Contention is next made that the terms of the lease prohibiting the subletting of the premises by Leonard prevented Willenbrock from exercising the option to purchase, even if Leonard had such right prior to the assignment of the lease; the argument being that the assignment of the lease was, in legal effect, a violation *172of the prohibition therein against subletting of the premises by Leonard. We think this argument is untenable. The prohibition against subletting, we are quite clear, does not amount to a prohibition against assignment, especially in view of the option right to purchase contained in the lease making it something more than an ordinary lease. Spencer v. Commercial Co., 30 Wash. 520, 71 Pac. 53; Cuschner v. Westlake, 43 Wash. 690, 86 Pac. 148; Burnes v. Dufresne, 67 Wash. 158, 121 Pac. 46. In those decisions this court adopted the generally accepted view that prohibitions in leases against assignments and against subletting are not looked upon with favor by the courts, and will be strictly construed; and a prohibition in one of these respects will not amount to a prohibition in the other respect. 16 E. O. L. 832, 872. We conclude that this lease did not in terms or legal effect prevent Leonard from lawfully assigning all his rights therein, including his optional right to purchase, to Willenbrock; and that, upon the execution of the assignment, Willenbrock acquired all rights under the lease, including the option, theretofore possessed by Leonard, regardless of any consent or approval of such assignment on the part of Latulippe.

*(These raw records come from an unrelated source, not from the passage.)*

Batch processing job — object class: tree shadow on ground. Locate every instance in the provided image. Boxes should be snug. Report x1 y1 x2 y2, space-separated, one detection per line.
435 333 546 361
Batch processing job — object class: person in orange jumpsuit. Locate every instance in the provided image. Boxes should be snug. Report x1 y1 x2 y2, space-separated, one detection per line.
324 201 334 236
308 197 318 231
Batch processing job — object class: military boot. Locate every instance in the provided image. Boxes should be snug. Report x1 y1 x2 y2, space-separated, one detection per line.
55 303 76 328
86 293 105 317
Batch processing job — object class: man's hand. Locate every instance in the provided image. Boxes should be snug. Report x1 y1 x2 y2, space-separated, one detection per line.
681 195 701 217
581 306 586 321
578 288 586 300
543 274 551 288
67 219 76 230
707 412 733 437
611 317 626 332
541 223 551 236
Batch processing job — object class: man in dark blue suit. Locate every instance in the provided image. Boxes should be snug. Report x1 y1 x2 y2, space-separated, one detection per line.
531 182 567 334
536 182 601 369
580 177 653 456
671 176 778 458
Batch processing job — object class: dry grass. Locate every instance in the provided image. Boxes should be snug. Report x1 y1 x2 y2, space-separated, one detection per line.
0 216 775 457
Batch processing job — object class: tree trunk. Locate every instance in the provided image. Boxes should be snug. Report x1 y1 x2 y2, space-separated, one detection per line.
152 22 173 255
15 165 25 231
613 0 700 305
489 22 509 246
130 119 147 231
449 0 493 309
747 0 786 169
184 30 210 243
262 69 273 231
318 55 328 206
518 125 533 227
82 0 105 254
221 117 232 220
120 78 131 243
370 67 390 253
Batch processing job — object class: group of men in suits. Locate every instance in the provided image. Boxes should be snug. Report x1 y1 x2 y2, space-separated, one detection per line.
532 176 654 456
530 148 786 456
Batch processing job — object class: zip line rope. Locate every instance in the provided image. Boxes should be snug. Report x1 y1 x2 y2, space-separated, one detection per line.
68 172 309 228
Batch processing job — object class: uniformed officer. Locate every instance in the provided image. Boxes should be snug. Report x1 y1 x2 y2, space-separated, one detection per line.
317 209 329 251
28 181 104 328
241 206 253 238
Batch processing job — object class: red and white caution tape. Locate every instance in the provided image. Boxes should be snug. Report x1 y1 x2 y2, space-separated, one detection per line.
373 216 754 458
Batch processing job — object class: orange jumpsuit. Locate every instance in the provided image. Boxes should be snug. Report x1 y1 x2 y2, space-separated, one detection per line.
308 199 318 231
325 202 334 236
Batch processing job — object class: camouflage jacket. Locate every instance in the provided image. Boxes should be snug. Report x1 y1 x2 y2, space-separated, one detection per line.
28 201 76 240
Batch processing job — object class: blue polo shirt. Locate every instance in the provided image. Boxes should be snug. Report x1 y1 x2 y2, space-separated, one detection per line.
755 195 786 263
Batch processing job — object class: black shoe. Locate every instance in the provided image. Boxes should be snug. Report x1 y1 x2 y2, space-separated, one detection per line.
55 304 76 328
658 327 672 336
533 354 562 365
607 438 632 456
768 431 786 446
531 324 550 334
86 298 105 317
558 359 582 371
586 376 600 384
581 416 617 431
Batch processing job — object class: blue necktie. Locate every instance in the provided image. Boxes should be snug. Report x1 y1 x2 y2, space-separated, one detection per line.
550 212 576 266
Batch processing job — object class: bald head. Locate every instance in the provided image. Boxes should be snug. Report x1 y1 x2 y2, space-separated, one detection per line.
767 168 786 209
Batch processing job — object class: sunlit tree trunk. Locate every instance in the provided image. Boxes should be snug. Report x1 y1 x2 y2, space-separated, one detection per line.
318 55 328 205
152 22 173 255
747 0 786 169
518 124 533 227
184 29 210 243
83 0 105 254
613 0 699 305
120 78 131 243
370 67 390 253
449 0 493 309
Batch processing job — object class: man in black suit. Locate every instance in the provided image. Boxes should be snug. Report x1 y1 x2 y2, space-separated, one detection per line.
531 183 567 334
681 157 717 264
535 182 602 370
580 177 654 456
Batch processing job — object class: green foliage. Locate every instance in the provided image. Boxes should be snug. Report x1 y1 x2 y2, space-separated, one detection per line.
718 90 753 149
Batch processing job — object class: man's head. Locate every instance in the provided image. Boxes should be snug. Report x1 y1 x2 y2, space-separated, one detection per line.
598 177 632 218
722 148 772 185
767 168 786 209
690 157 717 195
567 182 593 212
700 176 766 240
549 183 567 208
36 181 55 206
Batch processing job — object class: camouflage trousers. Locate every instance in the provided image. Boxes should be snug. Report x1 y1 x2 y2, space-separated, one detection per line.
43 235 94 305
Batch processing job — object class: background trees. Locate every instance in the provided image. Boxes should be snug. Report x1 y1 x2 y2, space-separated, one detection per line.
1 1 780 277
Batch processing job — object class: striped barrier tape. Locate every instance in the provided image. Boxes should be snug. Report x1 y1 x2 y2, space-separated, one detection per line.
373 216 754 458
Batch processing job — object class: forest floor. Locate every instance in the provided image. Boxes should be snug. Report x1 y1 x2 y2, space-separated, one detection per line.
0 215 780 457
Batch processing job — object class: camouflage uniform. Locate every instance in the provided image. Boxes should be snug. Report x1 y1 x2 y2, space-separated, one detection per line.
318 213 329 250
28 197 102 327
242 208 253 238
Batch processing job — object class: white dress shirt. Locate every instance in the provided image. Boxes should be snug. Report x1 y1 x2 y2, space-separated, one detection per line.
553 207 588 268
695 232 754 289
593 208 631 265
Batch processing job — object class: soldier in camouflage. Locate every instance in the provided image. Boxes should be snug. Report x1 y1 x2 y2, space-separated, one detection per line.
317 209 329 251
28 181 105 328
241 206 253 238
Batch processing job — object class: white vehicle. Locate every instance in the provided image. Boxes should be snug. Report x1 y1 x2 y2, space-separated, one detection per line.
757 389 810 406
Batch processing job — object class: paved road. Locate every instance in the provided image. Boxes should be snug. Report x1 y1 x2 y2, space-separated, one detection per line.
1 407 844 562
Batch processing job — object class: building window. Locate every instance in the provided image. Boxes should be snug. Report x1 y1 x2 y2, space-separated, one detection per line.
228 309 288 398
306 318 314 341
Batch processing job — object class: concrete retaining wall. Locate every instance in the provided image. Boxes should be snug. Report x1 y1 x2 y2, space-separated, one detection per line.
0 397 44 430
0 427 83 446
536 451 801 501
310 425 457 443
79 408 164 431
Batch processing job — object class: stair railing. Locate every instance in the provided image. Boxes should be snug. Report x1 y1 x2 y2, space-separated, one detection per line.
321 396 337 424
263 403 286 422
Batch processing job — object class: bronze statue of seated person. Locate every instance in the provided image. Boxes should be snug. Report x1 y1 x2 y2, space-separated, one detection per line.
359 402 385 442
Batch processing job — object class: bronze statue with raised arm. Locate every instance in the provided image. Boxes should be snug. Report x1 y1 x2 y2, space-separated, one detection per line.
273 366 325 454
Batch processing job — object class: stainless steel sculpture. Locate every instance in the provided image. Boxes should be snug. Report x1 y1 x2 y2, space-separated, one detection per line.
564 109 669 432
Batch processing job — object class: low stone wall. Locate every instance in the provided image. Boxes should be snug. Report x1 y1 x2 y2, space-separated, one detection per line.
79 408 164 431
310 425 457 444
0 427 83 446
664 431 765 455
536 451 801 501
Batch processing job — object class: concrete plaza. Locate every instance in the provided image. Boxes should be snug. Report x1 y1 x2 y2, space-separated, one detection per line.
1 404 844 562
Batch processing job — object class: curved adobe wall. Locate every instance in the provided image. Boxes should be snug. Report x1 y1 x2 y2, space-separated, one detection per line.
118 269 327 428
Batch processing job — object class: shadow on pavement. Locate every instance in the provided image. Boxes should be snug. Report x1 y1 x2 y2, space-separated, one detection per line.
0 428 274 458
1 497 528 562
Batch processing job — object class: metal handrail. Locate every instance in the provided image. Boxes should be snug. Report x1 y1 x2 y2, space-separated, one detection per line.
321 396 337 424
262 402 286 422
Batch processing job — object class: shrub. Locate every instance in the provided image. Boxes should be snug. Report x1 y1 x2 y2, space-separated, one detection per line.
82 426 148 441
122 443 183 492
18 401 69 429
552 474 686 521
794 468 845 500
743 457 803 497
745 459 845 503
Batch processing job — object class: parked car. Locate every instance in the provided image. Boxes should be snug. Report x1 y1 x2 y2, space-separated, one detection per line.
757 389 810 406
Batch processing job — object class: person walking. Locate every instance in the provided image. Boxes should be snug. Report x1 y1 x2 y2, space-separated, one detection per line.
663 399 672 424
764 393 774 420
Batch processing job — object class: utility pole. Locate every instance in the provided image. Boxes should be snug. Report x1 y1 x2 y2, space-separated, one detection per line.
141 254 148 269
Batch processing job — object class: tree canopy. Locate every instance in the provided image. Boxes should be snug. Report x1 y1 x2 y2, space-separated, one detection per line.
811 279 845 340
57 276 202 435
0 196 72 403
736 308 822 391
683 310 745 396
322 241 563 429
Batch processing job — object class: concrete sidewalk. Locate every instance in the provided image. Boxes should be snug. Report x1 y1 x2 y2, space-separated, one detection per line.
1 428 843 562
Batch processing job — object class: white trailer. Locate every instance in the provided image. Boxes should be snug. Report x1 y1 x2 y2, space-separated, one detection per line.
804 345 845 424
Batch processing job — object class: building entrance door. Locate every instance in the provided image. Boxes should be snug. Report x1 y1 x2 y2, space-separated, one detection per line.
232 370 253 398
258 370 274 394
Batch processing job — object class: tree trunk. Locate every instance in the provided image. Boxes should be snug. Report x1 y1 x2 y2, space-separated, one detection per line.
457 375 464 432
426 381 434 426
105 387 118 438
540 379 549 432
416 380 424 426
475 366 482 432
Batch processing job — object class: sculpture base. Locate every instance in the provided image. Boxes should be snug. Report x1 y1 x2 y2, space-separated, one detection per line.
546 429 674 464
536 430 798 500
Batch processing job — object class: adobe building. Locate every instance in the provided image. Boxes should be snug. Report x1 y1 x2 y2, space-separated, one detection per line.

Some contention is made rested upon the theory that the parties to the contract have, by practical construction of its terms, caused the option clause embodied therein to be entirely eliminated therefrom; that is, by a practical construction of the contract put upon it by Latulippe and Willenbrock after the assignment. We cannot agree with this contention. After Willenbrock had, by the assignment, become possessed of the absolute right to exercise the option to purchase, but not before, he and Latulippe did have some communication with each other looking to a formal ap*173proval of the assignment. This, however, consisted of practically nothing more than a request made in behalf of "Willenbrock that such approval be formally given, the sending of a conditional approval by Latulippe, and the failure of Willenbrock to return it to Latulippe. This, we think, does not constitute an admission that unconditional approval of the assignment was necessary, though it may suggest that Willenbrock thought such approval was desirable on his part to remove all controversy which might arise on possible claims of Latulippe.

We think the judgment must be affirmed. It is se ordered.

Main, O. J., Fullerton, and Tolman, JJ., concur.